In tale scritto il Santo - come si legge nella sua Vita composta dal curato di san Sulpizio (Torino 1922, pp. 195-199) - incomincia con il raccomandare ai sacerdoti di andare sempre al sacro tribunale con una profonda purità di coscienza ed un'ardente desiderio di salvare le anime; poi aggiunge: «Ricordatevi che i poveri penitenti vi chiamano loro Padre, e che perciò dovete avere per essi un cuore tutto paterno, riceverli con dolcezza, sopportare con pazienza la loro rusticità, la loro ignoranza e tutti i loro difetti, ad imitazione del padre del figliuol prodigo, che non si lascia respingere dallo stato stomachevole di nudità e di sordidezza in cui vede ridotto il figlio, ma lo abbraccia, lo bacia con trasporto d'amore perché è padre, ed il cuor di padre è tenero verso i figli».

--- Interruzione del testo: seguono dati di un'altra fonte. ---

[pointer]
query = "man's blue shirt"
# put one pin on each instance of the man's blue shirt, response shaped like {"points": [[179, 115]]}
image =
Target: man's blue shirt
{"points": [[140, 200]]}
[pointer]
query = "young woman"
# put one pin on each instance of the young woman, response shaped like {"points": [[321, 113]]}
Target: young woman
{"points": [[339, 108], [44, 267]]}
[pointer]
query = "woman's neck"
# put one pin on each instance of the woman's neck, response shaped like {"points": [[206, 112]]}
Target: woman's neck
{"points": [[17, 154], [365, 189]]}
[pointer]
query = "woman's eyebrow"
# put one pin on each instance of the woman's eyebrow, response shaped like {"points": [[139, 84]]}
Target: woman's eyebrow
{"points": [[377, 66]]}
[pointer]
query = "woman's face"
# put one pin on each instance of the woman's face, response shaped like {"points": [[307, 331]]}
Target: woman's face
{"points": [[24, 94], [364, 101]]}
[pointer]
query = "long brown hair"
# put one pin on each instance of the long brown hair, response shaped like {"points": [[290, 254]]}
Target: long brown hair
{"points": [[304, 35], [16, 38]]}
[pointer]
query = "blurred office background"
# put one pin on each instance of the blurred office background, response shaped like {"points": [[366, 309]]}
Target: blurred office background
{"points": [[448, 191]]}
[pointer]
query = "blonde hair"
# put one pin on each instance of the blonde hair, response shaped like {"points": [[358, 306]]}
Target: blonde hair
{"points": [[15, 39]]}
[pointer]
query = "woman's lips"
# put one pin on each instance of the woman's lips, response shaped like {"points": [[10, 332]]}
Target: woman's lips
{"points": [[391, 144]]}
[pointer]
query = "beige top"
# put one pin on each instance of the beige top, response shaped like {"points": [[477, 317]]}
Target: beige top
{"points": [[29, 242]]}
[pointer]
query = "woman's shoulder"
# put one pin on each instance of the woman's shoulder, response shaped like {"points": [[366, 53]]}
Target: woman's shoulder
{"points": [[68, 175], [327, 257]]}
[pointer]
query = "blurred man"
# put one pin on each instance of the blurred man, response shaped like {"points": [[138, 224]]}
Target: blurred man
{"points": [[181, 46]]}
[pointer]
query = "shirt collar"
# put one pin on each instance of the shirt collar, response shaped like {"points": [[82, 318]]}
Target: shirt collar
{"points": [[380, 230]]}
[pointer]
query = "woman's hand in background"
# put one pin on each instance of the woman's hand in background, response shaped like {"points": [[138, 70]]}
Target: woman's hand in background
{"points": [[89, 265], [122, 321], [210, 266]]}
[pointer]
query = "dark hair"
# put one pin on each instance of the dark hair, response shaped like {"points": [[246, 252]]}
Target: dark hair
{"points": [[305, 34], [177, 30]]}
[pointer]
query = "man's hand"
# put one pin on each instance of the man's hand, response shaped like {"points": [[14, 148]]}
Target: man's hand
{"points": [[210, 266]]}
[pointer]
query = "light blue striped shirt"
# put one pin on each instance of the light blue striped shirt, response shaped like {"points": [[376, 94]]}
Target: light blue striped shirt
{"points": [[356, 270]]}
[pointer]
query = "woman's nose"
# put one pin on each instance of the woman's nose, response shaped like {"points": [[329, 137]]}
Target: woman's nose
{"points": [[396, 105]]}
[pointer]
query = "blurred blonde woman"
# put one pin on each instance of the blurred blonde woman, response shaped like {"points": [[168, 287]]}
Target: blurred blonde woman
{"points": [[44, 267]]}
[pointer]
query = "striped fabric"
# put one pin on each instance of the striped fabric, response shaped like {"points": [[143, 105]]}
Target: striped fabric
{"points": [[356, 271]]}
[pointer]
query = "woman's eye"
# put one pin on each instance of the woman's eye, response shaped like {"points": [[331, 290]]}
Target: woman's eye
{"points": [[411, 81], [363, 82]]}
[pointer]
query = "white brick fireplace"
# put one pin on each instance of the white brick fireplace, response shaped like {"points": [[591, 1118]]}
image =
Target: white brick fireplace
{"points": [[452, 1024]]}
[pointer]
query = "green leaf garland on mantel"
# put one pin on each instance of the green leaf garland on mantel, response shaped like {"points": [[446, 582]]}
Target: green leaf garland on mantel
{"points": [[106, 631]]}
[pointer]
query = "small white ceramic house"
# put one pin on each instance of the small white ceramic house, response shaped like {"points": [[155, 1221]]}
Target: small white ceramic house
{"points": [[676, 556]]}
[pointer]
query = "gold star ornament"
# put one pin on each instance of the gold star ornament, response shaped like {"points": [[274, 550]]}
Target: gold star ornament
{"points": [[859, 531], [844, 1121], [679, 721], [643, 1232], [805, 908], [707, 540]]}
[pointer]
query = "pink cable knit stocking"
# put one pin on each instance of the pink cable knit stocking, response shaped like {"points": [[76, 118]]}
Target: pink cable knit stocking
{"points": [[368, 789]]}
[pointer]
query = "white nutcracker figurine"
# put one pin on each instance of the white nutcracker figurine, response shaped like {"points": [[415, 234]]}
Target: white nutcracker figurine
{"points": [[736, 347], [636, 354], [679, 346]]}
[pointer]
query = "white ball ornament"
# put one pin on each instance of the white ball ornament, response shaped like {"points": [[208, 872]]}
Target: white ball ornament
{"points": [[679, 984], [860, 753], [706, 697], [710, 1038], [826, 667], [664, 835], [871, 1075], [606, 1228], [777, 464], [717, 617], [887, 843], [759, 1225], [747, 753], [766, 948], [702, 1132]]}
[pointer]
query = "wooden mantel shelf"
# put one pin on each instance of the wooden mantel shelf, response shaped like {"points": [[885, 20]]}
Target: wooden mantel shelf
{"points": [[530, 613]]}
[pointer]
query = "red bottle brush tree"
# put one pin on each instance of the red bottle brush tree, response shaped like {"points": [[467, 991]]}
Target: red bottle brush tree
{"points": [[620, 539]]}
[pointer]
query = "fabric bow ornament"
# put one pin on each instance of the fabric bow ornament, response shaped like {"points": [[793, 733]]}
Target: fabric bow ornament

IL SACERDOTE CONOSCE L'UMANA DEBOLEZZA
In base a questo principio, vuole che si incoraggino quelli i cui peccati rendono vergognosi e timidi, dicendo ad essi che il sacerdote conosce troppo bene l'umana debolezza, perché si meravigli che gli uomini pecchino; che l'uomo più si onora con il pentimento e con la confessione delle proprie colpe, di quello che si sia disonorato con gli stessi suoi falli, e che la penitenza è una seconda innocenza. Se, all'opposto, i penitenti sembrano senza timore, vuole che si rammenti loro che sono alla presenza di quel Dio che li giudicherà, e non già di un uomo; che per essi in quel momento si tratta di una eternità felice o infelice, e che con una confessione mal fatta si macchierebbero di un nuovo delitto. Quanto a coloro che mancano di confidenza, inculca di rappresentare loro la misericordia di Dio, che è più grande delle nostre miserie; la bontà di Gesù Cristo, il Quale pregando per i Suoi carnefici ci fa intendere che, se lo avessimo crocifisso anche con le nostre proprie mani, ci perdonerebbe ugualmente, se ci vedesse pentiti; che il minimo pentimento, purché sia sincero e accompagnato dal Sacramento, dinanzi a Dio ha la virtù di cancellare tutti i peccati; che i dannati e i demoni stessi sarebbero giustificati se potessero confessarsi con sentimento di contrizione; che i più grandi Santi spesso sono stati grandi peccatori, come Davide, san Pietro, san Matteo, santa Maria Maddalena, sant'Agostino; che la più grave ingiuria che si possa fare alla divina Bontà e alla Passione e Morte di Gesù Cristo è il non sperare di ottenere il perdono dei propri falli; e che, infine, la remissione dei peccati è un articolo di Fede.
I PECCATI VERGOGNOSI
Il Santo suggerisce poi le sante industrie con le quali conviene strappare la tanto difficile accusa dei peccati vergognosi, e condurre, come egli dice, pian piano e destramente le belle anime dei penitenti a fare una buona confessione, aiutandoli, lasciandoli parlare senza trovar di che dire sul loro modo di esprimersi, animandoli con queste o altre simili parole: «Quale grande grazia vi fa Dio di ben confessarvi! Conosco che lo Spirito Santo vi muove per farvi fare una buona confessione. Abbiate coraggio: dite francamente... ben presto avrete un sommo contento di esservi ben confessato, e nessuna cosa di questo mondo vi sembrerà da paragonarsi con la felicità di avere interamente sgravata la vostra coscienza; quale consolazione per voi nell'ora della morte di aver fatta questa buona confessione!».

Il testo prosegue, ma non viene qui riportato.